Walking Seed Support and Facilitation - Individual, relationship, and group support

Example Workshop Container

PURPOSE, CAUTIONS, AND CONTAINER
Purpose and what we’ll work on:
These workshop are for groups and individuals who would like to communicate more clearly and kindly, who would like to shift organizational culture to handling conflict more constructively and proactively, and/or who would like to support other people in your community in conflict.

In them, you will learn principles and have an opportunity to practice through exercises and role-plays skills such as:

  • self-connection,
  • receptive communication,
  • expressive communication, and
  • conversation support.

To me, community-based, peer communication and facilitation support is important because it’s a way that we can embrace our interdependence. We can help each other through the inevitable challenges that occur from working, living, making decisions, and relating together. We can do this as peers and members of a coherent community, rather than as expensive, detached professionals.

Cautions
I am a community-based peer facilitator. I’m not accredited by any organization. I am not a licensed social worker or therapist.

Aspects of interpersonal communication and facilitation are culturally dependent, and this material would require cultural translation for use in other contexts.

Working with people, especially around stressful situations and topics entails risks. Working within our own communities and as peers mitigates some risks (such as reduces misunderstandings and imposition of cultural assumptions) and increases other risks (such as fellow members of one’s own community being upset with one for facilitation efforts or their impacts).

Be aware of your own limits and remember to call on professional support, such as social workers, therapists, and mediators if you feel it makes sense. For example, I require folks I work with in individual or group processes to be also working separately with a professional if addiction, violence, or risk of suicide/self-harm is involved.
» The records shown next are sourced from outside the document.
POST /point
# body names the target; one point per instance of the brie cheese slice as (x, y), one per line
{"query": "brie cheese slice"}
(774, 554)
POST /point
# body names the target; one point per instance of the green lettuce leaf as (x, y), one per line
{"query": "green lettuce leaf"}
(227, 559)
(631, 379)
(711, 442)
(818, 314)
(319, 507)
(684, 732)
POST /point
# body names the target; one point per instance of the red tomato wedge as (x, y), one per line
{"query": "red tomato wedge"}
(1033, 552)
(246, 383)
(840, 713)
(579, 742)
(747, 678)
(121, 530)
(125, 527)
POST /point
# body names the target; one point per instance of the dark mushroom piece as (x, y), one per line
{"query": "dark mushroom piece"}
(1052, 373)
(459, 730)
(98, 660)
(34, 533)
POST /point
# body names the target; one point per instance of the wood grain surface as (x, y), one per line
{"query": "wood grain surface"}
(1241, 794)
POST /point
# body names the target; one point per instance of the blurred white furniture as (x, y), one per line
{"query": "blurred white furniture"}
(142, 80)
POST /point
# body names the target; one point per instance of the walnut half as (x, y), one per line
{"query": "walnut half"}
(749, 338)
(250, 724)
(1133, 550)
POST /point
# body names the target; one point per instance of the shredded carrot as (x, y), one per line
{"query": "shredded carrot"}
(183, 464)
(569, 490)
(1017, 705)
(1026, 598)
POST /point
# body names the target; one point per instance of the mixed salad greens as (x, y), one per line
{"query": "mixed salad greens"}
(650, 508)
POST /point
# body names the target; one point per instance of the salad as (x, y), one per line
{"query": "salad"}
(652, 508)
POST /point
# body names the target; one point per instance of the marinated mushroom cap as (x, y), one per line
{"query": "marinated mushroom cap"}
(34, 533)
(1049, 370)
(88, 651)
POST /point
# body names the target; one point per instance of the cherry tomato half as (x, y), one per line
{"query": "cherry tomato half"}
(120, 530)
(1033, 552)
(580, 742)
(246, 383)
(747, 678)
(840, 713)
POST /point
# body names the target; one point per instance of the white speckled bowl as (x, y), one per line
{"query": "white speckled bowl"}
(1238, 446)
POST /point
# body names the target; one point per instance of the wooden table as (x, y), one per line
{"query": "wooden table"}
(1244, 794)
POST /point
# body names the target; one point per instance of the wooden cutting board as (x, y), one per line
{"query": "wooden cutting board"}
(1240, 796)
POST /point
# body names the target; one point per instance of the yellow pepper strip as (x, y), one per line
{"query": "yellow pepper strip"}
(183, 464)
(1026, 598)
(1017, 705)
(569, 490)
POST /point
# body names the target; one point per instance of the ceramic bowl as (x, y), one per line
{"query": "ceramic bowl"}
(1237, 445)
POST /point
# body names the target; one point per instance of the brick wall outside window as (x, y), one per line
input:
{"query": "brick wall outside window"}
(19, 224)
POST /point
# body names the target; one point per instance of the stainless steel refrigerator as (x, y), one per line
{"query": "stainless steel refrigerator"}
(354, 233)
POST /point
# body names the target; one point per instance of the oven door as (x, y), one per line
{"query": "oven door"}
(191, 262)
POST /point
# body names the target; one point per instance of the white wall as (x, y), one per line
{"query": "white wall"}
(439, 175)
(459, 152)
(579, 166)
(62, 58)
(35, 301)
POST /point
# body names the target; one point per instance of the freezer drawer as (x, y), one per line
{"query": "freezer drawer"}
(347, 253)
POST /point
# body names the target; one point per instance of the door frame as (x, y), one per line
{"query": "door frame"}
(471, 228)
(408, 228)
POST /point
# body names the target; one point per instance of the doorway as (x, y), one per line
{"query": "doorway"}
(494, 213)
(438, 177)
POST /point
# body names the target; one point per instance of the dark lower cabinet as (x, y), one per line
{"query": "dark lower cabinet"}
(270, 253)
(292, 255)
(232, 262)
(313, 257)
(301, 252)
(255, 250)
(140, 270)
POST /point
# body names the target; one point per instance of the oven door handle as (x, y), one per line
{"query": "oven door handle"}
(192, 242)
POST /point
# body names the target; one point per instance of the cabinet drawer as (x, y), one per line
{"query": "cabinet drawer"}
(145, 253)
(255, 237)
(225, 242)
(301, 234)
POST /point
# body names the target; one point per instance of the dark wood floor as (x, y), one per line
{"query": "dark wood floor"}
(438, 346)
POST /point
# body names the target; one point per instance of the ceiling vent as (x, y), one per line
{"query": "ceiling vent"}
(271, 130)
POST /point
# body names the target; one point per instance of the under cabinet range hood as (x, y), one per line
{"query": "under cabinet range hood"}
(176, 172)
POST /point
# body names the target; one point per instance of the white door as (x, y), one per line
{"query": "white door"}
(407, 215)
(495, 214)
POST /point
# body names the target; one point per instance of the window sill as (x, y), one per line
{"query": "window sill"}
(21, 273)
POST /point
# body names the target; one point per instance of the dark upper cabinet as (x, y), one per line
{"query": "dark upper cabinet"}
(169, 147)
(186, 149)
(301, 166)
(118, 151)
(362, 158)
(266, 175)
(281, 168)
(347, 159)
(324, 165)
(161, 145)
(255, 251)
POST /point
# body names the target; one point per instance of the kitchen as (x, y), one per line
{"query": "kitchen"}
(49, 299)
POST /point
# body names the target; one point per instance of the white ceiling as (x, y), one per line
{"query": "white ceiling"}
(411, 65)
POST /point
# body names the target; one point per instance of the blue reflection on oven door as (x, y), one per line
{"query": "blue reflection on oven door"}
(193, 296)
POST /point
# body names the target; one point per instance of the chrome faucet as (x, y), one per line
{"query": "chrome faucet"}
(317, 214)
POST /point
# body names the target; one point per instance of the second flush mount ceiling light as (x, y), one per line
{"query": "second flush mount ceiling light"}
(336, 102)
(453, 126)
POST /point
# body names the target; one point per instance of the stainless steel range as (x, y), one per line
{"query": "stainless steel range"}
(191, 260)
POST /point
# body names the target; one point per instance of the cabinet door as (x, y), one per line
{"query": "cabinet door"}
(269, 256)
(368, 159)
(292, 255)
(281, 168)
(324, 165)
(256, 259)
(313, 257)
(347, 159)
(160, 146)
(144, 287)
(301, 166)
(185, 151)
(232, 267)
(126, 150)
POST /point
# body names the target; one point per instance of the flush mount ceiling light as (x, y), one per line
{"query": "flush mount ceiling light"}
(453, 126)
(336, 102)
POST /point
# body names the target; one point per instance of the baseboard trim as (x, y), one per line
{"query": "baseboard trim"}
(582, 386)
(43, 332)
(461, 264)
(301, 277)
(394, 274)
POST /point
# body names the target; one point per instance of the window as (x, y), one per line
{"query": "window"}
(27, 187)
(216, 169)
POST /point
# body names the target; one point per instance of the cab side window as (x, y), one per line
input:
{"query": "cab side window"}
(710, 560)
I do not claim to be the originator of these ideas. I am merely organizing things I’ve learned through the kind mentorship of others, workshops, experience, study, and reflection.

Use your own judgment and decide what you think about each idea shared here. I am neither presenting these ideas as an authority nor guaranteeing that what I currently think is correct. My thoughts have changed repeatedly over time, and I believe yours will too. It’s all a work in revision, is imprecise, includes some nuance and forgets others, and is only meant to offer directions to explore, not procedures or dogma to adhere to.

I intend to care about each person in this group and the group as a whole. Holding those things in tension can mean that the group may feel slighted when I tend to an individual or an individual may feel slighted when I tend to the needs of the group.

Container for the Workshop: Personal Sovereignty and Confidentiality
I’m going to frame some things differently than many facilitators do.

First, I can’t make this space safe and it would be out of integrity to promise you that. I don’t know all of you, we’re not a group that has commitments to each other, and so I can’t know what participants will say or protect participants from difficult feelings about what other people say. This is a risk I enter into by choosing to facilitate and that you enter by participating.

I’d like to support you in your sovereignty, which to me involves deciding how vulnerable you would like to be, what you do and don’t want to share with this group. It takes courage to share vulnerably. So make this an appropriately courageous space and engage with the amount of courage that is right for you right now.

Second, we’re not going to have a container where we ask for agreement from everyone that what’s said here stays here because:
1) I can’t guarantee that
2) Asking people to decide in 30 seconds if they’re ok with that ground rule promotes false or coerced consent
3) And I don’t want to prevent you from getting to talk about your experiences here
Instead, I ask us all to be thoughtful and share about our experiences here in ways that tend to be more protective of members, such as:
– not using specific names to talk about what someone said
– focusing on your experience instead of other people’s words.

In addition, if you want to discuss something someone shared in the workshop afterwards, I encourage you to do a consent check: tell them you had a thought about something they said (don’t name it yet), and ask them if they’re open to talking about it.

Last, all exercises are optional. It’s ok to sit and observe and not say anything, to say pass, or to use a hand-gesture to wave me on if I check in with you when you don’t want to say anything.